Page MenuHomePhabricator

wmf-auto-reimage: downtime expiration after failed install
Closed, DeclinedPublic

Description

Last night I started a reimage before going to sleep. The reimage got as far as running puppet but ultimately failed. Hours later (around 2AM my time) the downtimes set by the reimage script expired, causing a flurry of middle-of-the-night alerts.

I definitely should have seen that coming! Nevertheless, unattended overnight installs seem like a potentially useful thing for wmf-auto-reimage to support.

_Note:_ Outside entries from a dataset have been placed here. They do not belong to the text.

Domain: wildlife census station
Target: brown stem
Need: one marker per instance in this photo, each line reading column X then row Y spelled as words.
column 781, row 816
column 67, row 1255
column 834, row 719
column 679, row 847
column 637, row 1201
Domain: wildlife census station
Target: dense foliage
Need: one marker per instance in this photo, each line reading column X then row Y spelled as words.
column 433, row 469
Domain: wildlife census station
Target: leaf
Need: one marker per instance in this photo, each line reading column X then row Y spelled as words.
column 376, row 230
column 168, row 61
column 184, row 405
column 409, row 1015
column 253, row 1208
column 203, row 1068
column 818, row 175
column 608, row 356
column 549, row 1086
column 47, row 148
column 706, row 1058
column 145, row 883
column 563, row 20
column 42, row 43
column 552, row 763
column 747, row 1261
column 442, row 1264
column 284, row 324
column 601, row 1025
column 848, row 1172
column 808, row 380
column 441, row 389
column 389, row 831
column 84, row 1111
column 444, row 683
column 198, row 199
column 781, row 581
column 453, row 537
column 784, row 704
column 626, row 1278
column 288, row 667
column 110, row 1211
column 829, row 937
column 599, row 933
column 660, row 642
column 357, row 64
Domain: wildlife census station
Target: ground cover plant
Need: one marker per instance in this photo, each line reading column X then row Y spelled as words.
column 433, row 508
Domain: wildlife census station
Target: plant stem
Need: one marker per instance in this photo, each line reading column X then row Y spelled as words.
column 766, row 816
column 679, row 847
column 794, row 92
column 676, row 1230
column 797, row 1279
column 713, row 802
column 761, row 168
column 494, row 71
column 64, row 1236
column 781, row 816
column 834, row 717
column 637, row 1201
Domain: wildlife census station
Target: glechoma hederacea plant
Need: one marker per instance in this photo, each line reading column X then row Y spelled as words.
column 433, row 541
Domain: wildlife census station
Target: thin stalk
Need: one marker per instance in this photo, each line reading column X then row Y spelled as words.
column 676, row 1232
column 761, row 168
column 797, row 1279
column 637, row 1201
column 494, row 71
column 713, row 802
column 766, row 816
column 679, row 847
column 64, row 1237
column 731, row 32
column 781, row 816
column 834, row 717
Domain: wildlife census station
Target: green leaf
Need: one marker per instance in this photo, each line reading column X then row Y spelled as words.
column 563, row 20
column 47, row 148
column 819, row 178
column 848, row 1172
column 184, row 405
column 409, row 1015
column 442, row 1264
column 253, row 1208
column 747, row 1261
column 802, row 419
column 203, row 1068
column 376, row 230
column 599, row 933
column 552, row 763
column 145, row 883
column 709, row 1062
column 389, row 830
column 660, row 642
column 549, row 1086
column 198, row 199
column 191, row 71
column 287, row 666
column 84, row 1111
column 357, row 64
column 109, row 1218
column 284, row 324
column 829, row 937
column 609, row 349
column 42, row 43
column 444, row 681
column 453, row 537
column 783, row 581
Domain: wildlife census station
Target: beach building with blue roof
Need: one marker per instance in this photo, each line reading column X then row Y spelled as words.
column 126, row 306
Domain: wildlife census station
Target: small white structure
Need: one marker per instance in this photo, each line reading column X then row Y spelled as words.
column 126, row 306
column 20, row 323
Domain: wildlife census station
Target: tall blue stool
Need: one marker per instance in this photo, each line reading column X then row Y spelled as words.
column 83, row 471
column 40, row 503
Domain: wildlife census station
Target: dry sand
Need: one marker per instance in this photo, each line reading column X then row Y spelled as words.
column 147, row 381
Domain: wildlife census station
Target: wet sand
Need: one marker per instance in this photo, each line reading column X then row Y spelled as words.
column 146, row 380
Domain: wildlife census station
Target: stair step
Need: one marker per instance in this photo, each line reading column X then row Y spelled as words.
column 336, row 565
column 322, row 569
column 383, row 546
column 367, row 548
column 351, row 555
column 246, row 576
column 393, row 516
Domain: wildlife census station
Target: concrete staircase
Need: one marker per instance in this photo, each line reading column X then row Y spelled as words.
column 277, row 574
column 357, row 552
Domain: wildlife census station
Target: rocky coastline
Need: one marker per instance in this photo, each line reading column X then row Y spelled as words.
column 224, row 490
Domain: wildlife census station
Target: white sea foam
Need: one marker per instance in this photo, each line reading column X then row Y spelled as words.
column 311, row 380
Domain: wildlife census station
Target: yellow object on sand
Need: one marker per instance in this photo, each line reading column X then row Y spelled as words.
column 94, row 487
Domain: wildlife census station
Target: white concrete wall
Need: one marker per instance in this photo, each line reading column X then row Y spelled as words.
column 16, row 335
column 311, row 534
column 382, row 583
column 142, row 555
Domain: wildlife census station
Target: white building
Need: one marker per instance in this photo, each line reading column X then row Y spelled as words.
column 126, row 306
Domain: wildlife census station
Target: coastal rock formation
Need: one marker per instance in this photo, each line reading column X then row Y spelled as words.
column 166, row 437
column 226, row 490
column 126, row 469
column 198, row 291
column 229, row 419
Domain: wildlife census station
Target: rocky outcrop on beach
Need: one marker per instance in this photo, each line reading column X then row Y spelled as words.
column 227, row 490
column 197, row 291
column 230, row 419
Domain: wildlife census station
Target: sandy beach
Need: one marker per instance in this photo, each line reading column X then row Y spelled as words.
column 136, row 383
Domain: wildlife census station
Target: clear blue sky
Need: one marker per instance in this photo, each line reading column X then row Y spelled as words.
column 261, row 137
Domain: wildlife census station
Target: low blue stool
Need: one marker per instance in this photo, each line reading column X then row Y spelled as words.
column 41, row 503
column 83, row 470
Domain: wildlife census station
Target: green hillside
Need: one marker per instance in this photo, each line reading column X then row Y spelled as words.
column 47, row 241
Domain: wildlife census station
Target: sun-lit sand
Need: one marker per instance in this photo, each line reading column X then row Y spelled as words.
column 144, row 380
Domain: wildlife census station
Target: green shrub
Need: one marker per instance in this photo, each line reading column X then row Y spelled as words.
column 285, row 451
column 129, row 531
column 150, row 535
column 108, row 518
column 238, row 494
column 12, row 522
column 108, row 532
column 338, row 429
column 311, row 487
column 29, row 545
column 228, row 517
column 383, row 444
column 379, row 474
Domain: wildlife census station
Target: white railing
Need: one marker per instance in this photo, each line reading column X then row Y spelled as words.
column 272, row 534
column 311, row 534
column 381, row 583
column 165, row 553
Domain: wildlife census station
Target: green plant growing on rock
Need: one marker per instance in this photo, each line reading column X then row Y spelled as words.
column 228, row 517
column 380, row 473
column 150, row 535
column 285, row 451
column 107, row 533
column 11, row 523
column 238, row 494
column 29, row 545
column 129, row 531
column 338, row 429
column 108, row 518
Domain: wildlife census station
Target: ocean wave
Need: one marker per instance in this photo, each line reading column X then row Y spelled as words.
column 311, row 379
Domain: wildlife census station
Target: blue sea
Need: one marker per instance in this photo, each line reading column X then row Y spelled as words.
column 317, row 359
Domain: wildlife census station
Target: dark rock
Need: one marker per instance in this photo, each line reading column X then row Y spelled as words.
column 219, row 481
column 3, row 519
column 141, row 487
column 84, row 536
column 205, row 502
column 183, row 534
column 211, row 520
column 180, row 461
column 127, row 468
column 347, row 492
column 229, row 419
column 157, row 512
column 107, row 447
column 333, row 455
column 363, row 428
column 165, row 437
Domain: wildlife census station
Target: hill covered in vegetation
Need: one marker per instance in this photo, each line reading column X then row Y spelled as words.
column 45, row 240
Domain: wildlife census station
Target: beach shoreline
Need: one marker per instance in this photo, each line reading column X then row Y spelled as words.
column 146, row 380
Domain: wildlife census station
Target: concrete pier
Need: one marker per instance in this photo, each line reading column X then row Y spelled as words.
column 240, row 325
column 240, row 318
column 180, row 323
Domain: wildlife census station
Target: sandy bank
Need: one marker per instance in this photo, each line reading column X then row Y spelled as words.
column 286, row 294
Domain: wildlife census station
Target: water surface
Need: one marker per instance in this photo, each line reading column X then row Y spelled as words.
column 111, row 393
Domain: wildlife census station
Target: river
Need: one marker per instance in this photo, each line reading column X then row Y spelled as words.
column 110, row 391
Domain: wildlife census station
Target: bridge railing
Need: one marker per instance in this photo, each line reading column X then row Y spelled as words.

Would it make sense to have the default pre-reimage downtime interval be 12 hours, or 72 hours, or some other big, long window, rather than the default 2 hours?

Event Timeline

Restricted Application added a subscriber: Aklapper. · View Herald Transcript

The idea behind it was to avoid surprises after the reimage is long gone and maybe the host has even been put back into production without noticing that something is still "red".
With the migration of the reimage scripts to cookbook (in progress) we will be able to take advantage of additional spicerack features, like checking the icinga state of a host (that doesn't include though checks not attached to the host in icinga terms) and even remove automatically the downtime once it's all "green".
In that case, if after a while the host has still some failing checks we could do something "specific" to be decided.

I personally don't think that a longer downtime solves the issue, because the probability of forgetting about is directly related to the length of the downtime, risking to cause even more surprise notifications, but I might be convinced otherwise.

Another possible approach, already available, is to set the icinga notification flag off in hiera. Not ideal but if the reimage with the first puppet run doesn't give you back a healthy host might be another solution.

nskaggs triaged this task as Low priority.

I personally don't think that a longer downtime solves the issue, because the probability of forgetting about is directly related to the length of the downtime, risking to cause even more surprise notifications, but I might be convinced otherwise.

I agree that it increases the risk of forgetting. My main question here is about using this script unattended/overnight. As it is it's not safe to run in that mode. Maybe we could add a switch that specifies the post-rebuild downtime so I could explicitly say "don't page me about this until I wake up?"